6. Луи, король Таргалы
 
   – Значит, отлучить и предать анафеме? - Луи сжал кулаки. - Так они собираются помочь своему королю в войне? Хорошо же! Господом клянусь, я им эти планы припомню.
   – Чего еще было ждать, - хмуро заметил Готье. - Не будь церковь неподсудна королю, мы бы живо их… А так - что сделаешь?
   Король зло ухмыльнулся:
   – Когда нечего терять, можно позволить себе многое. Если дойдет до войны, воевать я буду за счет церкви. Проклянут, так хоть за дело.
   – А что с графом Агри? - спросил капитан тайной службы. - Прикажете вызвать с островов и допросить?
   – Не надо, - поморщился король. - На островах он всяко не напортит, он там ничего не решает - так, прикрытие. А вот здесь придется искать ему замену, и это уже хуже. У тебя, случаем, никого на примете нет?
   Граф Унгери молча махнул рукой. Все, чья верность не вызывала сомнений, давно были при делах, а менять гнилье на прель…
   – Ладно, - вздохнул король, - будем думать. В дверь стукнул Бони; сигнал, что постояльцы трактира начали просыпаться. Готье поднялся: незачем ханджарам знать, с кем король Таргалы совещается ночами.

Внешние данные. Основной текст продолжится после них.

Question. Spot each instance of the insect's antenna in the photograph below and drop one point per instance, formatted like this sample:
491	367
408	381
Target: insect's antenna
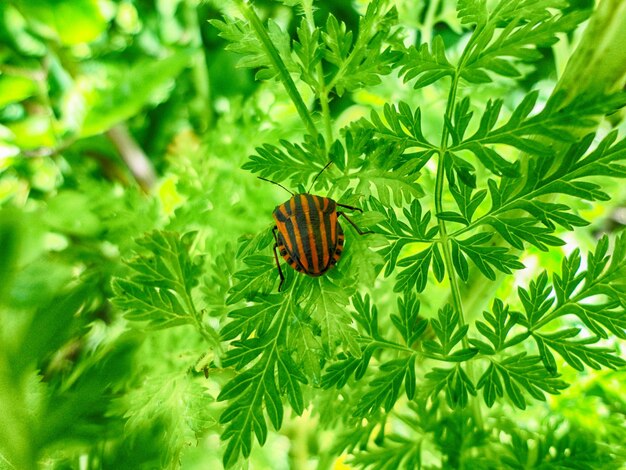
318	175
277	184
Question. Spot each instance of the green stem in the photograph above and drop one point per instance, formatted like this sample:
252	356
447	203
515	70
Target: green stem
274	56
445	239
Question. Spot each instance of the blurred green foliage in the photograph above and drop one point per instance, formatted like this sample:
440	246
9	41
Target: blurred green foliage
139	323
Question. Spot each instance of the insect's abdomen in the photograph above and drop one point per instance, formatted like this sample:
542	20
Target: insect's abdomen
310	238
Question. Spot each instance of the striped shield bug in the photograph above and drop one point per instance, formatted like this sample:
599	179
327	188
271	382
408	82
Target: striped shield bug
307	233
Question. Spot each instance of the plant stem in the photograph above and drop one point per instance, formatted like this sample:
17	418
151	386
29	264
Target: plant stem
445	240
274	56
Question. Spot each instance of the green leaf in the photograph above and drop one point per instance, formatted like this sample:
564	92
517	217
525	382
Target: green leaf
496	328
449	333
296	162
360	62
427	65
576	352
417	228
524	25
408	321
243	41
328	304
397	452
400	125
384	390
159	289
255	393
486	257
456	384
516	374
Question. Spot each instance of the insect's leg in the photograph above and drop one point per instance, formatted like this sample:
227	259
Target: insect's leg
280	271
361	232
352	208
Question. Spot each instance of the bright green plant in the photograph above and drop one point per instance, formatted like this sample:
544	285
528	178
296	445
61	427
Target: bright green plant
487	304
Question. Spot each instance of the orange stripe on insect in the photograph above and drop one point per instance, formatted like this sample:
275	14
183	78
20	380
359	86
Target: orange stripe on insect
296	230
310	233
322	231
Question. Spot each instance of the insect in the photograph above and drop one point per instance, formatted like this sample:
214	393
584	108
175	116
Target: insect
307	233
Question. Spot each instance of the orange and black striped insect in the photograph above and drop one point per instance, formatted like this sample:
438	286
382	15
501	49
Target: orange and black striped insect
307	233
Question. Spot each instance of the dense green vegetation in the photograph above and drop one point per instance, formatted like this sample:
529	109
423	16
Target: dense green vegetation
480	325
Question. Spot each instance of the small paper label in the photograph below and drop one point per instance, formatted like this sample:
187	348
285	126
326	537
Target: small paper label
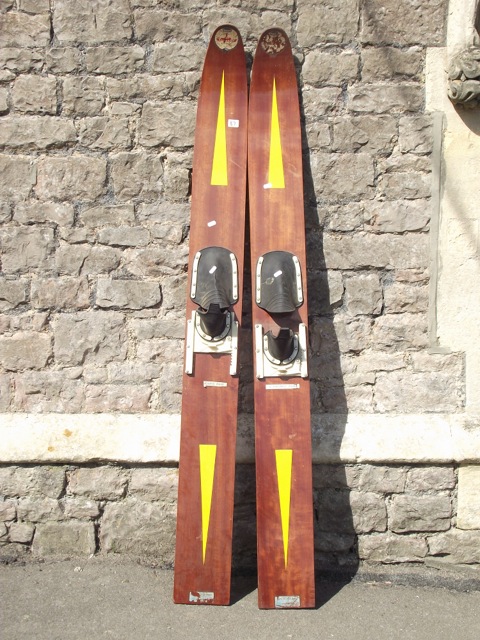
282	386
287	602
201	596
214	383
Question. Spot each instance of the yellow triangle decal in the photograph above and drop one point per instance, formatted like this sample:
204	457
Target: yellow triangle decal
208	454
284	476
219	165
276	178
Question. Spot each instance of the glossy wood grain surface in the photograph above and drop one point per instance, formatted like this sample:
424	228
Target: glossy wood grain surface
209	414
282	416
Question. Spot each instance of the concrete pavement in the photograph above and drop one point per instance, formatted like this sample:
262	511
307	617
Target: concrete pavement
118	598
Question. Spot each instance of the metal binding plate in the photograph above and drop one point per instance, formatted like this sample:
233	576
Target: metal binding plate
197	343
268	367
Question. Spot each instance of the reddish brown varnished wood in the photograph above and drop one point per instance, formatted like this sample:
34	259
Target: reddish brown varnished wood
209	415
282	417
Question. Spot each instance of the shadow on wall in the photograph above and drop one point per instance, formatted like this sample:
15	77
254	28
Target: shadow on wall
336	554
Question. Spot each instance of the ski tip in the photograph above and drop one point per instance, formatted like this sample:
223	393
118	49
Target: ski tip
273	41
226	37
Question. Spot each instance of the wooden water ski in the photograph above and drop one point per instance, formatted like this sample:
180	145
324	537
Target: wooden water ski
282	393
210	382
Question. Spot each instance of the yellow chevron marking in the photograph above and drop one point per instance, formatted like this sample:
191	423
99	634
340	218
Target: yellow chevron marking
276	178
208	454
284	476
219	165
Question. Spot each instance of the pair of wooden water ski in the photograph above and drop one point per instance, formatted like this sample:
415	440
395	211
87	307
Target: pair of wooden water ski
270	127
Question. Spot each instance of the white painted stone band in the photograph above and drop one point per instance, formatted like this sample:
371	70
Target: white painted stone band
140	439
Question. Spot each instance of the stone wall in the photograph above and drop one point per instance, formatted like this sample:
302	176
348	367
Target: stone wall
373	513
97	104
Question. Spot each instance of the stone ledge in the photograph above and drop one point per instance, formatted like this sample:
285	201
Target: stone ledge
141	438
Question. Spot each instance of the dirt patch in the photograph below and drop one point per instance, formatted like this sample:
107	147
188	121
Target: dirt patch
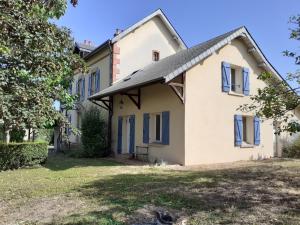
147	215
40	210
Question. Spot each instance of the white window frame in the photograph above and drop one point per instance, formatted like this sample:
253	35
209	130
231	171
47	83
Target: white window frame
248	141
160	127
79	87
93	83
238	74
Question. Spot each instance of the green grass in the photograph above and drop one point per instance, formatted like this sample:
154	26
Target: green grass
97	191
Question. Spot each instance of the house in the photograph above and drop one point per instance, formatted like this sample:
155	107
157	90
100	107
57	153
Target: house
179	104
143	43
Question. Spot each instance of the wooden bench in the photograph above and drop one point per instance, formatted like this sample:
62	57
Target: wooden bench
142	153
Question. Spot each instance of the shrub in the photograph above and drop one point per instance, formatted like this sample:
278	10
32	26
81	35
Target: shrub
17	135
292	150
15	155
94	133
46	135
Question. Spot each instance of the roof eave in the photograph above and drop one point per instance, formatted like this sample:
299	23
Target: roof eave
163	17
98	49
122	90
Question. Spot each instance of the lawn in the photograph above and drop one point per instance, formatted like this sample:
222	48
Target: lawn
97	191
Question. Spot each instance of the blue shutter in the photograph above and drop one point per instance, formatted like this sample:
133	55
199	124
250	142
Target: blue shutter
70	89
98	80
146	128
166	128
132	134
70	121
256	122
77	87
83	88
90	85
238	130
226	74
246	88
119	147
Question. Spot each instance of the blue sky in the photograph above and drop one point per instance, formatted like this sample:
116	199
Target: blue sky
195	20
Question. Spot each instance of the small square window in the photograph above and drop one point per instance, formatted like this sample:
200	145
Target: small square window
248	130
155	56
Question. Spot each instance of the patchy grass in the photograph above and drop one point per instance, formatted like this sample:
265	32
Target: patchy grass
95	191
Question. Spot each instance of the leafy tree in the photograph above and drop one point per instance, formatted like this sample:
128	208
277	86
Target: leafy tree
94	133
37	63
277	99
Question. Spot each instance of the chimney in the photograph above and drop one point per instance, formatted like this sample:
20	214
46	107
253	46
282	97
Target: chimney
118	31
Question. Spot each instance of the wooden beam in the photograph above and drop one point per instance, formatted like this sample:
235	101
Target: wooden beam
106	106
136	101
262	64
177	92
250	50
178	88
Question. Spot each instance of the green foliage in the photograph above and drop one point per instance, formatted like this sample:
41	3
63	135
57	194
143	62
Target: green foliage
278	98
94	133
37	63
292	150
15	155
17	135
2	133
46	135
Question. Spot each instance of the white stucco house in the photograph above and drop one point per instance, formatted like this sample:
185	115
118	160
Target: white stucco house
174	103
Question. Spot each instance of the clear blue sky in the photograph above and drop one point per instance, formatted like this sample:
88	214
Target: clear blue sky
195	21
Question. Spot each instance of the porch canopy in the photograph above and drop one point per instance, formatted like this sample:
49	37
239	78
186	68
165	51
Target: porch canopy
165	70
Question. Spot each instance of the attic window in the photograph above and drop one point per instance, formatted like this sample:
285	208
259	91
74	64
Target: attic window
155	55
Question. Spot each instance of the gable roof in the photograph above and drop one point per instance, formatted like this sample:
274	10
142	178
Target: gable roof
170	67
164	19
84	47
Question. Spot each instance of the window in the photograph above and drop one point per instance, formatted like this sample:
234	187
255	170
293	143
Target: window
93	83
155	55
79	88
158	127
236	79
246	130
155	128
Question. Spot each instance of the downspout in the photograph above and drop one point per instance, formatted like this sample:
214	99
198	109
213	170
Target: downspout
110	112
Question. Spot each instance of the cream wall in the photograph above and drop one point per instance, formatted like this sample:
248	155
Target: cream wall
154	98
136	47
101	61
209	112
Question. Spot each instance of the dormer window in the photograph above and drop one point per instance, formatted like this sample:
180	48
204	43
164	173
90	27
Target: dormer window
155	56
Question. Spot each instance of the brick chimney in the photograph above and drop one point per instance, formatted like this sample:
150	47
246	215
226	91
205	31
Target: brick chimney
117	32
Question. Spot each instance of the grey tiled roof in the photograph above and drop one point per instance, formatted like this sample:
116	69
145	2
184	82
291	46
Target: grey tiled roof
85	47
158	71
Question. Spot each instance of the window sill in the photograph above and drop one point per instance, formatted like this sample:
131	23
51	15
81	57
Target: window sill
245	145
235	94
156	144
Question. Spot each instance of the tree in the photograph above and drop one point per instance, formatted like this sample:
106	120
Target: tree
94	133
37	63
277	99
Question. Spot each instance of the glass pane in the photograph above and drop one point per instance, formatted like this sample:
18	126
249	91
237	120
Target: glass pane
245	129
157	127
233	80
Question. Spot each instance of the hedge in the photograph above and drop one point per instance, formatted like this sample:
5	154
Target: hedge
15	155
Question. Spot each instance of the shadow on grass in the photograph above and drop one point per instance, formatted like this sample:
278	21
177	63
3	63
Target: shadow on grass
59	161
254	195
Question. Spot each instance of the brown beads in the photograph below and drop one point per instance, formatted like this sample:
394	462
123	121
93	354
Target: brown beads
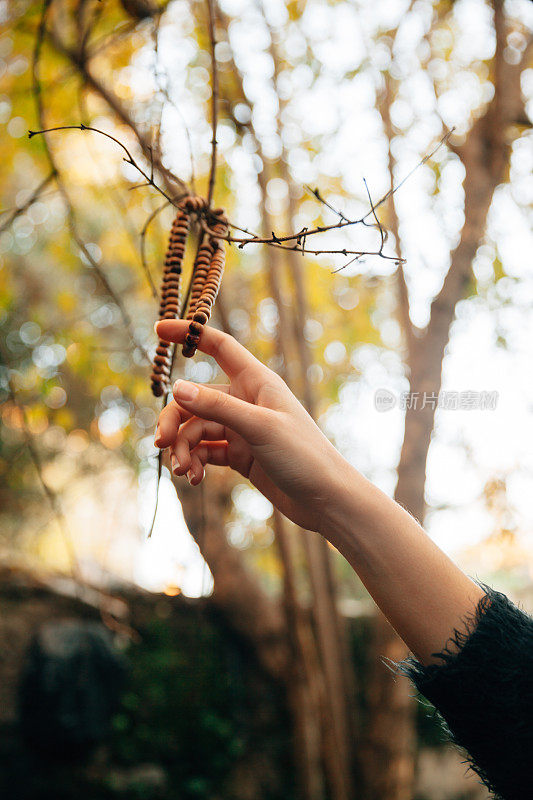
171	291
207	276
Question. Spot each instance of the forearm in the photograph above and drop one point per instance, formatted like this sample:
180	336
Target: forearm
423	594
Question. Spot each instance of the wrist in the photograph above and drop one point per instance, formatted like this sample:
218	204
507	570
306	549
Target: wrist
354	509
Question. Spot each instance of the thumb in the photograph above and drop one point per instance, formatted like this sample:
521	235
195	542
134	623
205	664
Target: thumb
246	419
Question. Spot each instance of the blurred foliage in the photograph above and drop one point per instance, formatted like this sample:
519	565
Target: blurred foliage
81	384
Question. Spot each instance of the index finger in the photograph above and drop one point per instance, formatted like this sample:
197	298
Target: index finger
231	356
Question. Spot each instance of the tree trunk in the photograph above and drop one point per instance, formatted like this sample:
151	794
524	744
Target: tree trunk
389	747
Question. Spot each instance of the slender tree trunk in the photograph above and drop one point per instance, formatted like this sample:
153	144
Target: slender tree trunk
389	746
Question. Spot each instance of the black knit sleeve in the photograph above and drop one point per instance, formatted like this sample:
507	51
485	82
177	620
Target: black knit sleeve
483	691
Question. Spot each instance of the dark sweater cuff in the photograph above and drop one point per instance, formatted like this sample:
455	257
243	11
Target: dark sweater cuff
483	691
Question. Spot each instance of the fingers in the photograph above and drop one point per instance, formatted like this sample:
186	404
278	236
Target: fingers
189	436
170	419
231	356
251	422
207	453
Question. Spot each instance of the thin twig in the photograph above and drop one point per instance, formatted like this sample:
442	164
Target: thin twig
214	100
71	216
144	260
128	160
29	202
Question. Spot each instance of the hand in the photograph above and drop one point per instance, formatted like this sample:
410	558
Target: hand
255	425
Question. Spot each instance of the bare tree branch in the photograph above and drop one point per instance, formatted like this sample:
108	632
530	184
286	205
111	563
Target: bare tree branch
29	202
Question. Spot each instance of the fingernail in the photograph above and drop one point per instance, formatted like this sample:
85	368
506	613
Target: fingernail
174	463
184	390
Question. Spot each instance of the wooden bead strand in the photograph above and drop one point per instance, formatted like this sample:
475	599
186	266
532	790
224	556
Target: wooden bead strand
205	289
170	294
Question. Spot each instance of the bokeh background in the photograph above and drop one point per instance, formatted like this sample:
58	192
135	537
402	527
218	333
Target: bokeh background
242	657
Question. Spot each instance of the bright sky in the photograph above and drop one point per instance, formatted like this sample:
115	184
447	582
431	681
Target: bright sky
469	446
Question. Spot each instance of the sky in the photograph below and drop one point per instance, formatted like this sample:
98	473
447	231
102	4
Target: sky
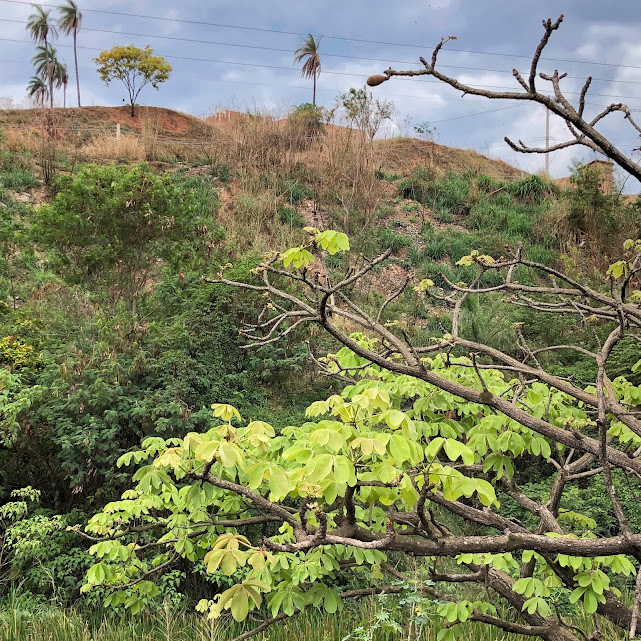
240	55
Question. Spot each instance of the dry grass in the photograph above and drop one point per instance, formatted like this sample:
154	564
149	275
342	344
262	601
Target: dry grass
21	141
105	147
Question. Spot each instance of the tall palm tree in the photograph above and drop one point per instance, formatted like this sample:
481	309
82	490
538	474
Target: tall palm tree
41	29
69	22
61	76
308	51
37	89
46	64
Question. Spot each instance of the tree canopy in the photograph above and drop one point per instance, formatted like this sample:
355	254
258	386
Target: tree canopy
134	67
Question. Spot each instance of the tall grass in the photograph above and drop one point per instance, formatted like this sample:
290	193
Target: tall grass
50	624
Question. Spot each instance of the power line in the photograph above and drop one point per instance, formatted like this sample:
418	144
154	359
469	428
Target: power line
301	87
330	37
288	51
333	73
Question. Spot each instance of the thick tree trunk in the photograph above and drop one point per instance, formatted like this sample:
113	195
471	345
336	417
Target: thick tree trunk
75	58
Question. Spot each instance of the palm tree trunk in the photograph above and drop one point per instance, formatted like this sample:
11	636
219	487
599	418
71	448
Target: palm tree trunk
49	70
75	57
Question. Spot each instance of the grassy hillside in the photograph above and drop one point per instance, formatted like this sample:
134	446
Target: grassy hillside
108	334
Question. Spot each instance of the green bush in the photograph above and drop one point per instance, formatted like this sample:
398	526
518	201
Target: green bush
109	225
291	216
532	189
418	186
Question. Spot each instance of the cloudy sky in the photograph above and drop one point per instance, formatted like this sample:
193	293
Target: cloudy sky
239	54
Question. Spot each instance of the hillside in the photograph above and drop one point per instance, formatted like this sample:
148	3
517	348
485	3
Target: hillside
94	120
394	155
115	331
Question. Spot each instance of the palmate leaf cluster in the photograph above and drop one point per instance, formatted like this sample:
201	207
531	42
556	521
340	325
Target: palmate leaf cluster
383	439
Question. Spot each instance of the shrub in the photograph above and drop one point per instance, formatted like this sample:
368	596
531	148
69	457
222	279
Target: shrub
109	225
291	216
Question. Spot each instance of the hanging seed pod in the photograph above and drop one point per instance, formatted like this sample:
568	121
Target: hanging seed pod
374	81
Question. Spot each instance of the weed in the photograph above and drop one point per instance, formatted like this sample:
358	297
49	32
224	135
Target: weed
290	216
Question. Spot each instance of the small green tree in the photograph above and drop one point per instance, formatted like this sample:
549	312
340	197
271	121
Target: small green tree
134	67
108	226
365	112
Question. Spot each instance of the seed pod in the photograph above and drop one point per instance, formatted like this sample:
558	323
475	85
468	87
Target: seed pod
374	81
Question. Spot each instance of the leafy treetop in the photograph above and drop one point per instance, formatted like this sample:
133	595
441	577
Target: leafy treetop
134	67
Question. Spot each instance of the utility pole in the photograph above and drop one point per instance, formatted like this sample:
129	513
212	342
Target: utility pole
547	142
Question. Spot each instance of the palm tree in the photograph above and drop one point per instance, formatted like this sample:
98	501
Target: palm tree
41	28
69	22
37	89
308	51
61	76
46	64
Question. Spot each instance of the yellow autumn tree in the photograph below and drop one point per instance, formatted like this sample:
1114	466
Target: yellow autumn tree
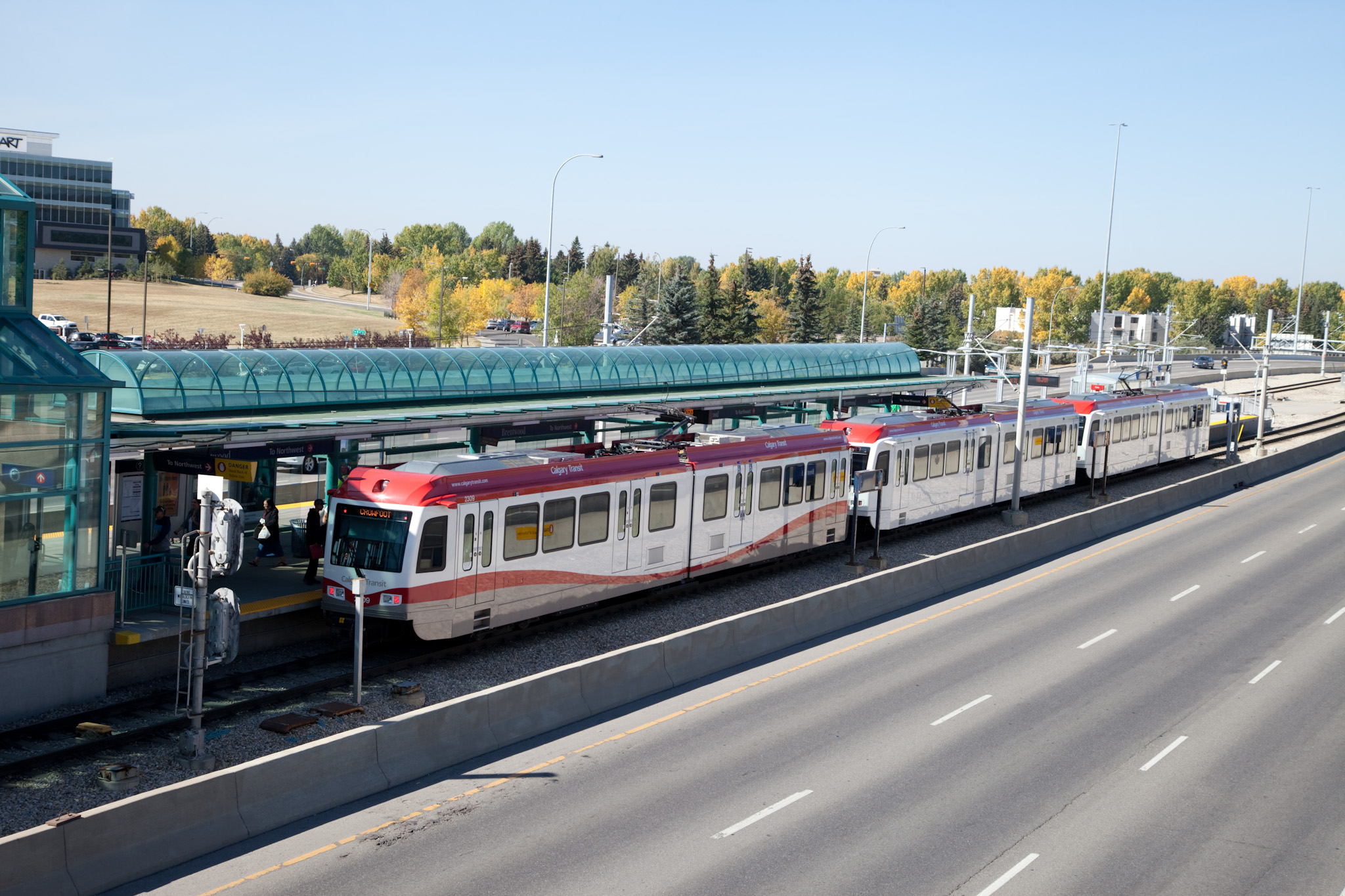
219	268
772	320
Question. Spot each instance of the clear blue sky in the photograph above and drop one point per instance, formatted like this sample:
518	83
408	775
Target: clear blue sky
793	129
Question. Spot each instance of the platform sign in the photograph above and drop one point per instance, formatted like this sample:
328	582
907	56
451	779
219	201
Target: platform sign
1036	379
29	477
236	471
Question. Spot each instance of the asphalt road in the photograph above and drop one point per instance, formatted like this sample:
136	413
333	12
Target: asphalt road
1110	721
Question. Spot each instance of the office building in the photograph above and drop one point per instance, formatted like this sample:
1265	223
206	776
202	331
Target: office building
74	198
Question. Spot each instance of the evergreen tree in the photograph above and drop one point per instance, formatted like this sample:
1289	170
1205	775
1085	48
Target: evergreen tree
627	269
807	313
677	317
709	307
740	316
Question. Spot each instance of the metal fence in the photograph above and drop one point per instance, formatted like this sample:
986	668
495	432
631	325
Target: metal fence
150	580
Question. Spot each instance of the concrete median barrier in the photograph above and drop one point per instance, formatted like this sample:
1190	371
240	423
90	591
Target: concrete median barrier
33	863
287	786
699	652
619	677
432	738
137	836
536	704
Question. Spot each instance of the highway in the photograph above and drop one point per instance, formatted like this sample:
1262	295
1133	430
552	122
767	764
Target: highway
1155	714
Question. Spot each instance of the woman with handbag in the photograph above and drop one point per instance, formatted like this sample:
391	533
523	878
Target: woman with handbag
268	534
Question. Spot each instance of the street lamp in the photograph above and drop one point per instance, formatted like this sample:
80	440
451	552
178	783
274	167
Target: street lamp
550	228
864	305
1298	310
1111	210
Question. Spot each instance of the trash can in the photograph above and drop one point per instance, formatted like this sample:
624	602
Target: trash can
299	539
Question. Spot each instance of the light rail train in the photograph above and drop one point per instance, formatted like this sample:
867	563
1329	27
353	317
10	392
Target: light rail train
475	542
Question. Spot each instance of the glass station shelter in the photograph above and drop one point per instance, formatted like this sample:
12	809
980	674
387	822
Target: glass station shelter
53	440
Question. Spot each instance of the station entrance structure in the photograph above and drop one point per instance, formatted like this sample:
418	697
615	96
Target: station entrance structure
290	423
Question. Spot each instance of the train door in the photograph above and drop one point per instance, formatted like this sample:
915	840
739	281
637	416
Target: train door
712	515
626	543
667	522
985	471
478	551
740	505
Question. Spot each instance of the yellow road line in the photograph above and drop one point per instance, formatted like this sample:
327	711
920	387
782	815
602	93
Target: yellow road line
779	675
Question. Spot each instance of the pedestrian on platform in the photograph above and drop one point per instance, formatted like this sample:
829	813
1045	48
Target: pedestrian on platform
268	535
315	536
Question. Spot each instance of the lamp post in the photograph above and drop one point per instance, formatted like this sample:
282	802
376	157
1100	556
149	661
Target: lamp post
1111	210
1302	268
1015	515
550	228
864	304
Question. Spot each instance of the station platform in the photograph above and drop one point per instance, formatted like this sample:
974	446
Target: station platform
277	610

   – Парня побереги, - сказал Луи. - Не стоит ему подставляться по пустякам. Главное про посольство мы уже знаем.

Степная волчица

1. Егорий, король Двенадцати Земель
 
   Вкус Вахрамеева снадобья никак не уходил, жег едкой горечью под языком. Егорий ждал вестей. Мерил шагами кабинет, упорно не замечая укоризны в глазах магознатца. Нашел из-за чего тревожиться, старый пень: король, вишь ты, третью ночь не спит! Что в степи война, его не волнует!